Bilgi, paylaşıldıkça çoğalır’ diyen ve bu dediğini uygulayan eden nadir insanlardandı.
Çok genç yaşta matematik doktoru olmuş, doktora tezi matematik tarihine ‘Garti Teoremi’ olarak geçmişti.
Matematik, geometri ve fizik âlimliğinin yanı sıra, gerçek bir entelektüel, bir filozof, öğrenmeye (ve öğretmeye) doymayan bir insandı.
İyi bir eş, iyi bir baba, gerçek bir dost; hoşgörülü, âdil, paylaşmayı ve hayır yapmayı seven... hasılı mükemmel bir insandı.
Nûr içinde yatsın!

*
Yomtov Garti'yi bilen bilir.
Marifet iltifata tabi ise, Garti yaşarken hak ettiği itibarı, sevgiyi, saygıyı gördü.
Benim tarifime, benim övgüme ihtiyaç yok.
Ama diyeceğim şu ki...
Araplar ‘Âlimin ölümü, âlemin ölümü gibidir derler.
Bu sadece şairane bir vecizeden ibaret değil.
Düşünen ve araştıran üstün bir beyinle birlikte, yılların bilgi ve tecrübe birikimi, kağıda dökülmemiş ve dökülemeyecek ne varsa yok olup gider.

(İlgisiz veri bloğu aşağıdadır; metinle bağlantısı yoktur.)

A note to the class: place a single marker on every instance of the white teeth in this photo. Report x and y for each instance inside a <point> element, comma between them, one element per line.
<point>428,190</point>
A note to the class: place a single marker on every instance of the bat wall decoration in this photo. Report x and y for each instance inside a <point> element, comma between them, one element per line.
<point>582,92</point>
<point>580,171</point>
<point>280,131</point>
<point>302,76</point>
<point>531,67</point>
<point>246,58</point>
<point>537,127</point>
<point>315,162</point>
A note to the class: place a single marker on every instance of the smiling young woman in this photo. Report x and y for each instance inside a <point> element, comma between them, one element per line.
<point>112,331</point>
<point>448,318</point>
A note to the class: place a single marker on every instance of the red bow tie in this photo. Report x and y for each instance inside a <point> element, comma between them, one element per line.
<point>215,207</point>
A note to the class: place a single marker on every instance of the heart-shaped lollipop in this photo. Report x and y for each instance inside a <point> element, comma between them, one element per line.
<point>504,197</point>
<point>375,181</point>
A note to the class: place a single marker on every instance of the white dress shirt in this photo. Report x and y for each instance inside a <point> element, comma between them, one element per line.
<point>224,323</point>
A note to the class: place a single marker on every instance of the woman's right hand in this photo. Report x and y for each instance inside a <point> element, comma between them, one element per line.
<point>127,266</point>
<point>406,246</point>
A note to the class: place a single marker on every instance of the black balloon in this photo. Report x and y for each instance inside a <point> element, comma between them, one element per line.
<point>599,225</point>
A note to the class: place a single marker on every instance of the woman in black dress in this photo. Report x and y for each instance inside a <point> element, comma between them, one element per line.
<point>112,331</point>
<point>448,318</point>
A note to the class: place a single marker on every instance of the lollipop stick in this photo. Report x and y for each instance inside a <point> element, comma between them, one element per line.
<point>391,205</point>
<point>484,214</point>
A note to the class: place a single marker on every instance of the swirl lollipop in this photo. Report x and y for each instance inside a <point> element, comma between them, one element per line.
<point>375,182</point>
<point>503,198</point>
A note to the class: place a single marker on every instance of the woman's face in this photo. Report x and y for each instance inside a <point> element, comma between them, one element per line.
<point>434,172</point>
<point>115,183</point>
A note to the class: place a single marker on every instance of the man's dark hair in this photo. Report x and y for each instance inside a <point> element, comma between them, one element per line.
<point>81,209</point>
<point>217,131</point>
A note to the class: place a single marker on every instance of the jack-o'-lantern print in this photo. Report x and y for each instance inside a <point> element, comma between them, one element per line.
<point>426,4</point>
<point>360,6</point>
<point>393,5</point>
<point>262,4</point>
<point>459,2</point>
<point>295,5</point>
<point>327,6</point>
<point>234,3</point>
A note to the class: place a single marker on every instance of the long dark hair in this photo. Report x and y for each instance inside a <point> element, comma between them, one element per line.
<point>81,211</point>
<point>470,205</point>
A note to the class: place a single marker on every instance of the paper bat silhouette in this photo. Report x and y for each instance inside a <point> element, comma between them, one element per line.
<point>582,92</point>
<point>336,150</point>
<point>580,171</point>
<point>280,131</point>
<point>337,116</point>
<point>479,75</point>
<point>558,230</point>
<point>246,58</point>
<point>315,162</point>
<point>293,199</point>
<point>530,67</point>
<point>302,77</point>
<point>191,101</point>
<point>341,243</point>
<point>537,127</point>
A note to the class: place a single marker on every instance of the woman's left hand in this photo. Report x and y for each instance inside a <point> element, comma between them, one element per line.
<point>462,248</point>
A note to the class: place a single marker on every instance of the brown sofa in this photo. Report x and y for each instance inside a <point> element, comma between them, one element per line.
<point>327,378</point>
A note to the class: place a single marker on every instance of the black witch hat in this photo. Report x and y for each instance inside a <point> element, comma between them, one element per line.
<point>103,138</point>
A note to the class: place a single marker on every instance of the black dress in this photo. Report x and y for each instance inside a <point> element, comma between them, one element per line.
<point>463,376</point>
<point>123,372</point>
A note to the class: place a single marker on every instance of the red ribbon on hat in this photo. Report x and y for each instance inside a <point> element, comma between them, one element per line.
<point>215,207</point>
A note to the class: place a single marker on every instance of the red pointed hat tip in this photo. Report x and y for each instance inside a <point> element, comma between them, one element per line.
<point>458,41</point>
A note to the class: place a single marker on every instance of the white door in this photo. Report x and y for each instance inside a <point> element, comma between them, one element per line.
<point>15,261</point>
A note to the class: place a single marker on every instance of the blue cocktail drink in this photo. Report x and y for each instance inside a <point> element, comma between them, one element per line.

Bir Einstein'ın, bir Pascal'in, bir Spinoza'nın, bir Goethe'nin, bir Euler'in... aklıma ilk gelenleri saydım, ölümü ‘âlemin ölümü’ gibi değil midir?
Bir 10'ar sene daha yaşasalardı eğer, bugün nerede olurduk acaba?
Yahut beyinlerindekini ‘kurtarmak’ mümkün olsaydı eğer...
Bilim beyni tanımaya; hisleri, düşünceleri ‘okumaya’ çalışıyor yıllardır.
Belki gün gelir... âlimle birlikte âlemin ölmesi engellenir!